E allora, come sempre fedele allo spirito di servizio che mi contraddistingue, il reparto Alimentazione Corretta e Sana e alla Moda di trivigante (ACSMdt) – dopo l’imperdibile materasso vegano per sonni memorabili – propone oggi una ricca selezione di opere d’arte immortali che possono, finalmente, essere assunte senza glutine e senza rischio.
In collaborazione con il Gluten Free Museum, ente benefattore dell’umanità, ecco per voi alcune opere con le quali potremo alimentare le nostre menti con criterio. Eccole (non guardate troppo a lungo quelle di sinistra, fanno male):

Roy Lichtenstein

Pieter Brueghel

Paul Cézanne

Édouard Manet

Johannes Vermeer

Giuseppe Arcimboldo

Jean-François Millet

Vincent van Gogh

E per chiudere, come dessert ma sempre senza il mortale glutine, quella bellissima foto di Picasso scattata da Doisneau, a tavola.

Sana anch’essa.

che il Dio di Mosè sia alla tua destra

Forse nemmeno un’ora di lettura, qualche decina di pagine per quello che è un vero gioiello dal punto di vista dell’intreccio e della struttura: Katherine Kressmann Taylor, Destinatario sconosciuto.

Si tratta di un romanzo epistolare pubblicato nel 1938 su una rivista americana, Story, e poi come libro autonomo, che riscosse un immediato successo per poi essere dimenticato e riscoperto negli anni Novanta. Oltre alla lettura in sé, un testo del genere – 1938, lo ricordo – dimostra come negli Stati Uniti fossero perfettamente a conoscenza di ciò che stava succedendo in Germania in quegli anni.
Bastava volerlo sapere.

il più figo?

La scrittura di frasi sulle pareti dei cessi è, da sempre, un’arte estrema: o squallida e tremendamente volgare, o sopraffina. Questo seconda eventualità si manifesta spesso là dove la cultura è di casa, dove si legge e dove si ha abitudine di parlare delle cose e dei pensieri.
Per fare un esempio? Recanati, nella quale Giacomino aleggia ancora in ogni recesso, e non solo lui. Mr. C., sfidando l’irresistibile attrazione del water per il telefono, è riuscito a documentare una tipica, colta, sublime frase giovanile da cesso, come di certo non negli autogrill.

Grazie, mr. C., non avrei osato neppure negli angoli più spinti della mia immaginazione.

la fouquieria columnaris, o albero di Boojum, le mappe dell’Oceano e la scomparsa della Zelandia

Nel 1874 Lewis Carroll, matto amato, scrisse The Hunting of the Snark, un poemetto umoristico ricco di – serve dirlo? – nonsense. Eccerto, Lear.
Lo dichiarò lui stesso, raccontandone la genesi: «Stavo camminando su una collina, da solo, un giorno luminoso d’estate, quando improvvisamente mi sovvenne un verso, un singolo verso: “For the Snark was a Boojum, you see“. Allora non sapevo cosa significasse: non lo so neanche adesso; ma lo scrissi: e, tempo dopo, il resto del poema mi venne in mente, con quel verso come conclusione». Troveremo mai lo Snark?
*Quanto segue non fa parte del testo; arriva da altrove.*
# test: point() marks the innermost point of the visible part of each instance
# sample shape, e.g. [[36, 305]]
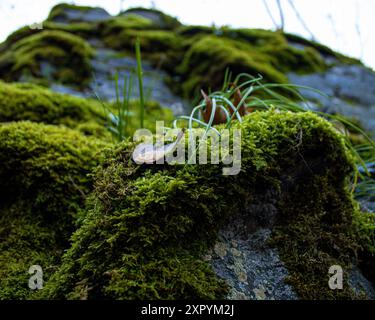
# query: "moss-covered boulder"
[[256, 52], [158, 18], [50, 55], [68, 13], [37, 104], [147, 228], [44, 180]]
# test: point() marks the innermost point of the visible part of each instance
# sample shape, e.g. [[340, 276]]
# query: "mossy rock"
[[20, 102], [82, 29], [48, 54], [322, 49], [67, 13], [44, 179], [159, 19], [256, 52], [31, 102], [147, 228]]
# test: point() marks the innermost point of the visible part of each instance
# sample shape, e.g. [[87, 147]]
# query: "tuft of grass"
[[252, 88], [119, 115]]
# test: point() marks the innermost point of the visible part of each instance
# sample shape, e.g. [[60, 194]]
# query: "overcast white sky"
[[333, 22]]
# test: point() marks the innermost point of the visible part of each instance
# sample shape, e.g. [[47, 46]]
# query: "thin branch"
[[282, 19], [358, 30], [270, 14], [300, 19]]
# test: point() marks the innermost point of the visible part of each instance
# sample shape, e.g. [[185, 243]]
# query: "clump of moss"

Chissà. Di certo, per trovarlo serve cercare. E per cercare, per terra, acqua e aria, servono delle mappe. Henry Holyday, per la prima edizione del racconto, ne disegnò una dell’Oceano, così da potersi orientare nel grande mare e seguire proficuamente le tracce dello Snark. Eccola.
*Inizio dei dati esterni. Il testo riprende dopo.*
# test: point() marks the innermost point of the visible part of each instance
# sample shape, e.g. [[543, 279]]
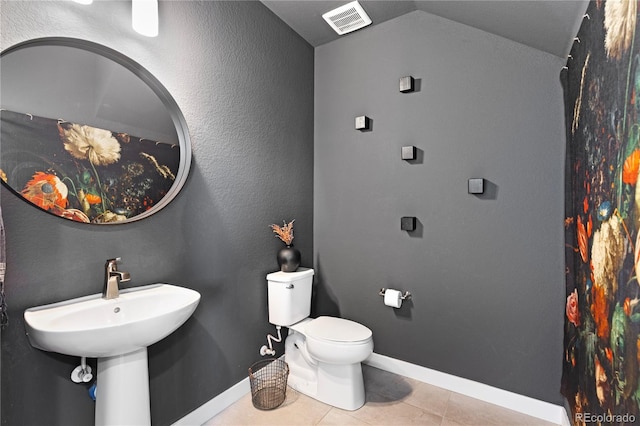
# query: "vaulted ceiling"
[[547, 25]]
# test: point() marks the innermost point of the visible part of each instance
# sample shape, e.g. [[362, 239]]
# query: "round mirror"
[[87, 134]]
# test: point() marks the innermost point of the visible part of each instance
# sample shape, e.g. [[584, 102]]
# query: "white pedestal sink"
[[117, 332]]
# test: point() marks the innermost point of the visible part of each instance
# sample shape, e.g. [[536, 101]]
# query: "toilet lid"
[[337, 330]]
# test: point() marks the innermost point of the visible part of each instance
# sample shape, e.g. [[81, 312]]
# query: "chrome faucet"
[[113, 278]]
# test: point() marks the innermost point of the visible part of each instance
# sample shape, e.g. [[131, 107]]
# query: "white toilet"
[[324, 354]]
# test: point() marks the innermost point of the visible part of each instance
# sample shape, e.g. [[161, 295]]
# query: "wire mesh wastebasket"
[[268, 380]]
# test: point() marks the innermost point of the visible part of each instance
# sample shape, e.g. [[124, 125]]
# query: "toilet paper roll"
[[393, 298]]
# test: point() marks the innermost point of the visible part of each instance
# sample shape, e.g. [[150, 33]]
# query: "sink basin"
[[93, 327]]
Come sbagliare? Tra l’altro, e la cosa è davvero rilevante, questa mappa serve anche per trovare, oltre al mortale Snark, anche il bandersnatch, il beamish, il frumious, il galumphing, il jubjub, il mimsiest, l’outgrabe, e – per non farsi mancare nulla – anche l’uffish. Basta cercare.
Infine, e la cosa ha in qualche modo a che vedere, non ci si può credere a quante siano le mappe, contemporanee e non, dalle quali manca la Nuova Zelandia. Dimenticandia o complotto globale? Loro – loro zelandii – pensano la seconda.